No runbooks: When incidents happen, operators waste time figuring out what to do. Document procedures in advance.
Skipping load testing: Discovering scaling problems after deployment to production is expensive. Test before production.
Ignoring error budgets: Teams burn through error budgets with risky deployments, then can't iterate. Use error budgets to balance velocity and stability.
One-person knowledge silos: When the person who knows everything goes on vacation, operations suffers.

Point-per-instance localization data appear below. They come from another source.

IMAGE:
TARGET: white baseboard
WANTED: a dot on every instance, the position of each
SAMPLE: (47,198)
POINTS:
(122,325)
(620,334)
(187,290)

Document and train the team.
Self-Check
Before deploying to production, verify:
- Readiness and liveness probes are implemented and tested
- SLOs and SLIs are defined and documented
- Alert thresholds are configured based on SLI targets
- Capacity planning is complete for expected load
- Load testing has been performed and bottlenecks addressed
- Runbooks exist for all critical failure scenarios
- On-call procedures and escalation paths are clear
- Deployment and rollback procedures are documented and tested
- Observability (metrics, logs, traces) is operational
- Team is trained on procedures and tools
One Takeaway
Production readiness is not about perfection—it's about predictability. When systems are well-instrumented with health checks, clear SLOs, and comprehensive runbooks, operators can confidently detect and resolve issues without escalating to engineers.
Next Steps
- Define SLOs for your service based on business requirements
- Implement health checks (readiness and liveness probes)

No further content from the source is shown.